La guerre de 1914 prononcera, sur ce souverain, — où il y a du Frédéric-Guillaume IV plus, sans doute, que du Frédéric II, — le verdict définitif. Il s'est jeté de lui-même dans le trou qui sera son tombeau et qui donne sa mesure.

Après avoir gardé la paix pendant vingt-cinq ans, pourquoi cet homme, que certains proposaient pour le prix Nobel, a-t-il donné, tête baissée, dans la guerre ?

Sans doute, il avait cette impulsion en lui, mais, par crainte des résultats, il n'osait s'y abandonner. Il y a de ces neurasthéniques qui se surveillent eux-mêmes.

Il faut tenir compte, aussi, d'un élément qui dut agir sur sa nature inquiète et affaiblie. Le prince de Bülow, au moment où il se défendait contre les pénibles imprudences du souverain, a dénoncé cette plante exotique la camarilla.

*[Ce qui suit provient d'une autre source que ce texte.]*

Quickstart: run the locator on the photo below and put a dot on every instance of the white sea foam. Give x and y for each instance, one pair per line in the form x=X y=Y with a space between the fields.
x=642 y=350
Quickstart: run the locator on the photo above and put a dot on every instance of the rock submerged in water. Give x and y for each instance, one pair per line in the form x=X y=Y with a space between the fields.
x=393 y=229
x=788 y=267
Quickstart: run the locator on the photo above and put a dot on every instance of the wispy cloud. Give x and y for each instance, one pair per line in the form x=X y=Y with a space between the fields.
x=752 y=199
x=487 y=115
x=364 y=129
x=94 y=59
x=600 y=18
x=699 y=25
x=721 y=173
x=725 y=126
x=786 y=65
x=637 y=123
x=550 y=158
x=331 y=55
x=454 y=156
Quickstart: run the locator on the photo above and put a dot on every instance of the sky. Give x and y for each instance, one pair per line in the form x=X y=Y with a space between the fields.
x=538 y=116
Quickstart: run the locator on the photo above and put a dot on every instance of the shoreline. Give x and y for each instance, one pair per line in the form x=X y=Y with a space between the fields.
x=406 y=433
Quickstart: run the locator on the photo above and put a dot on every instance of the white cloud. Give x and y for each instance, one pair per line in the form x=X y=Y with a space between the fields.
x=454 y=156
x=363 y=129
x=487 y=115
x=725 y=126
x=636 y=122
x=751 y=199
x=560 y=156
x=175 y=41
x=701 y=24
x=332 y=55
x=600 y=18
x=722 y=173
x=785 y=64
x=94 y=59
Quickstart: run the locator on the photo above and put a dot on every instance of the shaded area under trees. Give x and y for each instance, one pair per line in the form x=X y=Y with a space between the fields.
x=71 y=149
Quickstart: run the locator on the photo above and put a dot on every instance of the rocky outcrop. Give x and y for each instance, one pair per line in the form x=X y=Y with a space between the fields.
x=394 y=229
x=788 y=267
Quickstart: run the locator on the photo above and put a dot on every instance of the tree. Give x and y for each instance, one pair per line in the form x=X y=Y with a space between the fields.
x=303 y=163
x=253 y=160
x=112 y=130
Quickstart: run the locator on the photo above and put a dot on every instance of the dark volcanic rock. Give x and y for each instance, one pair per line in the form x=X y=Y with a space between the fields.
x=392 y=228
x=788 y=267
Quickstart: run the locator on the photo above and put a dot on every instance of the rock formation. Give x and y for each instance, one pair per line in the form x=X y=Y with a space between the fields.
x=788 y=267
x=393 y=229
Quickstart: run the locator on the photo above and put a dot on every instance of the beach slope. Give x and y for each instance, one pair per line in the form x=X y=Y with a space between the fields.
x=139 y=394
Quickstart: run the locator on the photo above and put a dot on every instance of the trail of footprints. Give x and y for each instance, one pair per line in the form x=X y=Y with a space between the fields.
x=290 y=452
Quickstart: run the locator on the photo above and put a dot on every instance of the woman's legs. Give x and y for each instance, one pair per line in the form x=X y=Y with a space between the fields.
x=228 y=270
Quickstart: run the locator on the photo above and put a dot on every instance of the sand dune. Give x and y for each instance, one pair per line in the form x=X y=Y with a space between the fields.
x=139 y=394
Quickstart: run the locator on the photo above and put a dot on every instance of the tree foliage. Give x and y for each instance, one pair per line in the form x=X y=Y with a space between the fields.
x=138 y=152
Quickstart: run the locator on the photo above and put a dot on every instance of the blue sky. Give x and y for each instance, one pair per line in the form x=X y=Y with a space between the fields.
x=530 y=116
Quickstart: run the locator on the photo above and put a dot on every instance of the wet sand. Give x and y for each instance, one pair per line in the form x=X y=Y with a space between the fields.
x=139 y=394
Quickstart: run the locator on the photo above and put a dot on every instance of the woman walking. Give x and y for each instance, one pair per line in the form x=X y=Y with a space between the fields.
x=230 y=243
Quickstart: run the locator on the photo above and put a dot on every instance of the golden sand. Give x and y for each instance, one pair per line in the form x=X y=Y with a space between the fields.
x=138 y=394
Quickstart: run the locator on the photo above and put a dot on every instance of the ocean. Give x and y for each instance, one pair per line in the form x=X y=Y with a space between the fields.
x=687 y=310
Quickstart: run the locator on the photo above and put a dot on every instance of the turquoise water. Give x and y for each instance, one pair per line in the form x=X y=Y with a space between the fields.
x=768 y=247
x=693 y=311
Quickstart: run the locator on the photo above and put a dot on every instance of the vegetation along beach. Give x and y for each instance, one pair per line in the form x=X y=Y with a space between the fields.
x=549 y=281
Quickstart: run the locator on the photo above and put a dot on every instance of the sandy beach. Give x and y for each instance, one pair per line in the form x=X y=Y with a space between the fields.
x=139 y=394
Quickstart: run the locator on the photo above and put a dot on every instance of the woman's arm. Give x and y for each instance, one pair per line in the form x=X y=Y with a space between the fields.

L'Empereur n'a pas su choisir ses serviteurs intimes ; comme à tous les princes, les chambres secrètes lui ont été funestes. Il avouait que sa cour, de même que le pays, était rongée par les puissances des ténèbres. Malade, découragé, vieilli, il trompait son ennui royal et le sentiment de ses propres défaillances, en faisant le bûcheron volontaire dans le parc de Sans-Souci.

La camarilla cherchait à soutenir sa fortune durant le règne actuel et, en prévision du règne futur, par une violente adhésion aux idées belliqueuses. Par là on était sûr de conquérir la bruyante popularité des professeurs, des Vereine, des militaires retraités, des journalistes.

Les Tchirsky, les Conrad von Nœtzendorf, les Radolin et surtout ce jovial prince de Furstenberg, le tenaient dans les parties de chasse et dans les longues soirées de causeries et de plaisanteries faciles qui avaient suivi les parties de musique des Eulenbourg. Tous, par intérêts, par convoitises, par esprit de caste, poussaient vers les décisions suprêmes qui tentaient sa vanité désespérée.

Lui qui avait tant aimé la popularité, il sentait que la popularité le fuyait et allait à son fils, moins intelligent et moins instruit, mais plus net, plus viril, plus soldat. Cet abandon de tout ce qu'il avait aimé et rêvé le rongeait. Ne serait-il pas un grand homme ? N'était-il pas un grand homme ? Déjà on le reléguait dans le passé. Sa moustache n'était plus de mode. Les jeunes gens avaient le visage glabre : il n'était donc plus jeune ?...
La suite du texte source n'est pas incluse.